Además, critican que el cobro por donación y el extra VIP elevan artificialmente el coste total, hasta duplicar o incluso triplicar el precio originalmente anunciado.

Falta de transparencia y precios variables

Otro de los puntos clave señalados por la OCU es la falta de transparencia. Estos cargos no son evidentes hasta las últimas fases del proceso de compra, lo que dificulta que el consumidor pueda tomar una decisión informada.

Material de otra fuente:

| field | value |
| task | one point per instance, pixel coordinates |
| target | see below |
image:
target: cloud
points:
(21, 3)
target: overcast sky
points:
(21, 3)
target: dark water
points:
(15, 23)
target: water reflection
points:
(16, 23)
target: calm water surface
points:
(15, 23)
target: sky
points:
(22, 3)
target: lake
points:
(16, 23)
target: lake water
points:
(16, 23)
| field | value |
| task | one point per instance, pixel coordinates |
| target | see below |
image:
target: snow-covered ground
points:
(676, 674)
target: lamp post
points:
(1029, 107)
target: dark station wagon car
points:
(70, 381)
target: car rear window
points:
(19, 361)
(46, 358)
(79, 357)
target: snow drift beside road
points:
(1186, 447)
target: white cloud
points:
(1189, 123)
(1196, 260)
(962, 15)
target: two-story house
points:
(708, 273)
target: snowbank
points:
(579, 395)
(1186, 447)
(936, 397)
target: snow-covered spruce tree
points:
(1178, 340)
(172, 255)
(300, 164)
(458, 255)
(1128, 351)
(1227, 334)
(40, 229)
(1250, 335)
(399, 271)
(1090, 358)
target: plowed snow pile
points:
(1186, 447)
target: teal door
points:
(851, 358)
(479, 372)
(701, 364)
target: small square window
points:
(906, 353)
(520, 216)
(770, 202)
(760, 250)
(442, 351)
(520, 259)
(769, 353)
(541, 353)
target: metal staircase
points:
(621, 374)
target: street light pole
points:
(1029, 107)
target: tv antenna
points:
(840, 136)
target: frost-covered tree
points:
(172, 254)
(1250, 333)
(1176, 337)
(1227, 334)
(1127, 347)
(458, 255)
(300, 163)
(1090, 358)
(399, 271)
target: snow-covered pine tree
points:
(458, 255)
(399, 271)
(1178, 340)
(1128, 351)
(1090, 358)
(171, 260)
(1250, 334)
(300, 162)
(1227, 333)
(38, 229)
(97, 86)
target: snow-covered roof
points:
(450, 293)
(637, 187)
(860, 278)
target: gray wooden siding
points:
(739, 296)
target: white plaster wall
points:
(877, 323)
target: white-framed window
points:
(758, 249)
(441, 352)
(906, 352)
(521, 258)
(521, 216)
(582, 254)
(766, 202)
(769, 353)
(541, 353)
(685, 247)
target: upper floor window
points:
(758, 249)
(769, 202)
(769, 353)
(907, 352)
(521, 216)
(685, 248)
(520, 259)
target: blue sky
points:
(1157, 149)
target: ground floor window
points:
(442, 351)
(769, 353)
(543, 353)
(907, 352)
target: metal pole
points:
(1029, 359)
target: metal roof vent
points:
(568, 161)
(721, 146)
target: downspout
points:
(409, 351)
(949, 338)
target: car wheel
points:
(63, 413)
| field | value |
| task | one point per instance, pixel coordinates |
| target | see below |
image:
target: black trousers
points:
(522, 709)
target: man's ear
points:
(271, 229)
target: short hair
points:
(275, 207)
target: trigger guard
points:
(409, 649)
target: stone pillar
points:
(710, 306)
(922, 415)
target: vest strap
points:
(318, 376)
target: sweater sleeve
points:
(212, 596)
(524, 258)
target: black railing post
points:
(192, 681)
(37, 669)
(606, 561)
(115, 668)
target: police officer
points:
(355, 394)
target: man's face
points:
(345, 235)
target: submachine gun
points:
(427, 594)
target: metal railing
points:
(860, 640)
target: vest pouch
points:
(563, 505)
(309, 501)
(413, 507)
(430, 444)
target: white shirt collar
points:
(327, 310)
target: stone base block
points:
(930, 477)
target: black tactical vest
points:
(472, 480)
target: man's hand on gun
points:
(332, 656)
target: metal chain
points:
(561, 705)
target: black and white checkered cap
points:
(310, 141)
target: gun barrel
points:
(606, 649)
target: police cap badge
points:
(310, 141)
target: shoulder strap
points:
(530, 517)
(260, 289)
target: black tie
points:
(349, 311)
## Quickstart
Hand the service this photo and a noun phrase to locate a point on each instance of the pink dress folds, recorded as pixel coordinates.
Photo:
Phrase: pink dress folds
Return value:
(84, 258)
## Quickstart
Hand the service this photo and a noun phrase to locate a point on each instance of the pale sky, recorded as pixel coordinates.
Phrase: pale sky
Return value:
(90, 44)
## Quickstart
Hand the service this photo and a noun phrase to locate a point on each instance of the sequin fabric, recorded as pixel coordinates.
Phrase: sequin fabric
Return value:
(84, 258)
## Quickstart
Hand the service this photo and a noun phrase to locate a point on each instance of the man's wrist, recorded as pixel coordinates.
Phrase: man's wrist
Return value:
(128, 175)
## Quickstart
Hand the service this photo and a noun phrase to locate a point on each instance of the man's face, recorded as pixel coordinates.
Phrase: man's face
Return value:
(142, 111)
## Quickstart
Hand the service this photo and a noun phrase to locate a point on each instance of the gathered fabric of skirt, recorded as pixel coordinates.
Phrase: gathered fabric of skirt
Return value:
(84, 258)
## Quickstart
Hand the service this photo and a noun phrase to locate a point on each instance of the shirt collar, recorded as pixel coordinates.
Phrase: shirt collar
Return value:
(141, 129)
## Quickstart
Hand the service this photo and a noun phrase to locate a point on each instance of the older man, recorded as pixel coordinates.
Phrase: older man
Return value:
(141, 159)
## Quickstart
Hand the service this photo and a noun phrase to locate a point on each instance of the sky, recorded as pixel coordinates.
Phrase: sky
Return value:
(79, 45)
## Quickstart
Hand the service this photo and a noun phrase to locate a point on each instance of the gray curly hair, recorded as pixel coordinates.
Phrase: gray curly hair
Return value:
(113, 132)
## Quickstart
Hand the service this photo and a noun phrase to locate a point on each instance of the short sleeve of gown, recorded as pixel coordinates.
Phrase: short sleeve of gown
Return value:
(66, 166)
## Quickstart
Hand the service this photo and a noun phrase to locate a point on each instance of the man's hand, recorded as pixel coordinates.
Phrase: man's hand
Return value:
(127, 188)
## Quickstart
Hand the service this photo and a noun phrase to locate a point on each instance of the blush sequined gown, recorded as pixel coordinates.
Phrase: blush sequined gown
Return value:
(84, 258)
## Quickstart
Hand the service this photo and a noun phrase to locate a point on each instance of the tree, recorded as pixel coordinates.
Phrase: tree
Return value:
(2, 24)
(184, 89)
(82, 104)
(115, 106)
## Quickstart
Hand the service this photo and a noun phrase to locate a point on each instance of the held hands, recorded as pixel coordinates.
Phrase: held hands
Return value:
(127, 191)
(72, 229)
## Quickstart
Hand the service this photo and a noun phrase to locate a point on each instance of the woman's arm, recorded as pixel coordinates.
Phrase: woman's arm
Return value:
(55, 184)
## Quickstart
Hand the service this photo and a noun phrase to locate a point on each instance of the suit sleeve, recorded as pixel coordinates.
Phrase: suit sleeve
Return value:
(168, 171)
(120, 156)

Además, son no reembolsables, lo que agrava aún más la situación.

También se denuncian los llamados precios dinámicos, un sistema mediante el cual los importes varían «en función del mercado», sin que se expliquen claramente los criterios utilizados ni cómo afectan al precio final.

Exigen regulación frente a los abusos

La OCU considera imprescindible que se establezca una normativa específica que regule la aplicación de precios dinámicos en la venta de entradas. «La personalización del precio no puede convertirse en una excusa para cobrar más al consumidor», aseguran.

Desde la organización insisten en que el primer precio mostrado al usuario debe mantenerse hasta que finalice el proceso de compra, y exigen que se aclaren todos los factores que determinan el coste final. La denuncia formal ya ha sido presentada, y la OCU espera que el Ministerio de Consumo tome medidas ante lo que consideran una práctica abusiva que afecta a miles de consumidores en toda España.